La crise n’épargne pas l’immobilier d’entreprise. Dans ce contexte morose, la 7e édition du Salon de l’immobilier d’entreprise a ouvert ses portes hier et jusqu’au 5 décembre au Palais des Congrès de Paris. Le Comité d’expansion économique (CCEVO95) organisait une conférence sur les grands projets d’aménagement de parcs d’activités et d’immobilier d’entreprise en Val d’Oise. La situation géographique du département et le faible coût des terrains sont des atouts particulièrement appréciés en période de budgets serrés.

« Choisissez le Val d’Oise », c’est le slogan du stand du Comité d’expansion économique du Val d’Oise. La compétition est rude entre territoire, en Ile de France, pour attirer les entreprises. Une conférence présentait les projets d’aménagement sur l’agglomération de Cergy-Pontoise, la communauté d’Argenteuil-Bezons ou la zone de Roissy… et les programmes immobiliers ne manquent pas : River Ouest à Argenteuil-Bezons et ses 62300 mètres carrés de bureaux et services à une encablure de La Défense ; les Portes de Vémars près de Roissy avec ses 40 hectares de parc logistique et de bureaux ou l’Ecocampus de Neuville, un parc tertiaire de 33000 mètres carrés face au pôle scientifique de l’Université de Cergy-Pontoise.

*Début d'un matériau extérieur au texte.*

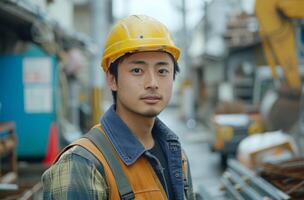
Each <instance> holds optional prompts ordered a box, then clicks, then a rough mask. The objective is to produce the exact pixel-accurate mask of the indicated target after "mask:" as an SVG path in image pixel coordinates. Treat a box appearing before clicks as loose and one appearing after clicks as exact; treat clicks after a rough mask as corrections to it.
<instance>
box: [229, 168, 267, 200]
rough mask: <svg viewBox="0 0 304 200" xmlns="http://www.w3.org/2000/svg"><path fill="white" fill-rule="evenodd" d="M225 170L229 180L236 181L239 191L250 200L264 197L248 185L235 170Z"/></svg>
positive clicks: (255, 199) (259, 199)
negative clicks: (243, 193)
mask: <svg viewBox="0 0 304 200" xmlns="http://www.w3.org/2000/svg"><path fill="white" fill-rule="evenodd" d="M227 172H228V173H229V174H230V180H232V181H233V182H235V183H237V184H238V185H239V187H240V190H241V192H243V193H244V194H245V195H246V196H248V197H249V198H250V199H252V200H261V199H263V198H264V196H262V195H261V194H260V193H258V192H257V191H255V190H254V189H253V188H251V187H250V185H248V184H247V183H246V182H245V181H244V180H243V179H242V178H241V177H240V176H239V174H237V173H236V172H235V171H233V170H232V169H228V170H227Z"/></svg>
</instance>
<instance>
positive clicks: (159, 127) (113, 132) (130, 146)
mask: <svg viewBox="0 0 304 200" xmlns="http://www.w3.org/2000/svg"><path fill="white" fill-rule="evenodd" d="M101 125H102V126H103V128H104V130H105V132H106V134H107V135H108V136H109V138H110V140H111V142H112V144H113V146H114V148H115V149H116V151H117V152H118V155H119V156H120V158H121V159H122V160H123V162H124V163H125V164H126V165H128V166H129V165H131V164H133V163H134V162H135V161H136V160H137V159H138V158H139V157H140V156H141V155H142V154H143V153H144V152H145V151H146V150H145V148H144V146H143V145H142V143H141V142H140V141H139V140H138V139H137V138H136V136H135V135H134V134H133V133H132V131H131V130H130V129H129V128H128V126H127V125H126V124H125V123H124V122H123V121H122V119H121V118H120V117H119V116H118V115H117V113H116V111H115V106H114V105H112V106H111V107H110V108H109V109H108V110H107V111H106V113H105V114H104V115H103V117H102V118H101ZM152 133H153V136H154V138H156V139H159V140H161V141H164V142H169V141H176V142H179V141H178V137H177V136H176V135H175V134H174V133H173V132H172V131H171V130H170V129H169V128H168V127H167V126H166V125H165V124H164V123H163V122H162V121H161V120H160V119H159V118H156V119H155V123H154V126H153V129H152Z"/></svg>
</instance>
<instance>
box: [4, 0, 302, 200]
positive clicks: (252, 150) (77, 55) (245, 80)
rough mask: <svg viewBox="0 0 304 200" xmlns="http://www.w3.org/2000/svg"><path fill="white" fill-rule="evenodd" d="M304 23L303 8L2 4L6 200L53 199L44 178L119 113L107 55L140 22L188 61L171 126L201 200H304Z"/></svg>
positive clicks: (174, 95) (281, 1) (86, 3)
mask: <svg viewBox="0 0 304 200" xmlns="http://www.w3.org/2000/svg"><path fill="white" fill-rule="evenodd" d="M303 13H304V1H303V0H298V1H288V0H271V1H262V0H191V1H190V0H177V1H173V0H153V1H149V0H60V1H59V0H0V199H42V196H41V191H42V188H41V183H40V176H41V174H42V173H43V171H44V170H45V169H47V167H49V166H50V164H51V163H52V161H53V160H54V158H55V157H56V155H57V154H58V152H59V151H60V149H62V147H64V146H66V145H67V144H69V143H71V142H72V141H74V140H75V139H77V138H79V137H81V136H82V135H83V134H85V133H86V132H87V131H88V130H89V129H90V128H91V126H92V125H94V124H96V123H98V121H99V119H100V117H101V116H102V114H103V112H104V111H105V110H106V109H107V108H108V107H109V106H110V105H111V104H112V96H111V93H110V91H109V89H108V88H107V87H106V84H105V80H104V74H103V71H102V69H101V67H100V60H101V56H102V52H103V45H104V41H105V38H106V36H107V33H108V32H109V30H110V28H111V26H112V25H113V23H115V22H116V21H117V20H119V19H121V18H123V17H126V16H128V15H131V14H145V15H149V16H152V17H154V18H156V19H158V20H159V21H161V22H162V23H164V24H165V25H166V26H167V27H168V29H169V30H170V32H171V33H172V36H173V38H174V40H175V42H176V44H177V46H178V47H180V48H181V50H182V56H181V59H180V60H179V66H180V68H181V72H180V74H178V76H177V79H176V80H175V86H174V94H173V97H172V99H171V102H170V105H169V107H168V108H167V109H165V110H164V111H163V112H162V113H161V114H160V118H161V119H162V120H163V121H164V122H165V123H167V124H168V126H169V127H170V128H171V129H172V130H173V131H175V132H176V133H177V134H178V136H179V137H180V139H181V142H182V144H183V146H184V149H185V151H186V152H187V154H188V156H189V160H190V167H191V170H192V177H193V183H194V190H195V192H196V193H197V197H198V199H246V200H247V199H265V198H268V199H304V178H303V174H304V160H303V155H304V115H303V110H304V109H303V106H304V104H303V98H302V94H303V92H302V88H303V87H302V77H303V72H304V71H303V70H304V69H303V63H304V20H303V19H304V14H303Z"/></svg>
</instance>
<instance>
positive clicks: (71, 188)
mask: <svg viewBox="0 0 304 200" xmlns="http://www.w3.org/2000/svg"><path fill="white" fill-rule="evenodd" d="M81 151H82V152H83V151H85V150H84V149H83V148H82V147H79V146H76V147H72V148H71V149H69V150H68V151H66V152H65V153H64V154H63V155H62V156H61V158H60V160H59V161H58V162H57V163H56V164H55V165H53V166H52V167H51V168H49V169H48V170H47V171H45V172H44V174H43V175H42V183H43V190H44V193H43V199H60V200H64V199H107V188H108V187H107V183H106V181H105V178H104V176H103V175H102V174H101V173H100V172H99V171H98V169H97V168H96V166H95V165H94V163H93V162H92V161H91V160H90V159H89V158H87V157H84V156H83V155H81V154H80V152H81Z"/></svg>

Pour Jean-François Benon, le directeur du CEEVO95, les principaux atouts du Val d’Oise restent « la proximité de l’aéroport Charles De Gaulle, des espaces naturels préservés, 9 pôles de compétitivité et la deuxième place universitaire après Paris… de bons arguments pour rester compétitif avec le reste de l’Ile de France ». La nouvelle image économique du Val d’Oise est désormais tournée vers le tertiaire, notamment dans le bassin des Rives de Seine, avec d’importants immeubles de bureaux de très haute qualité environnementale. Les nouveaux produits immobiliers s’inscrivent désormais dans les pôles de compétitivité et la haute technologie, avec notamment des bâtiments capables d’accueillir des laboratoires de recherche et des plateformes technologiques.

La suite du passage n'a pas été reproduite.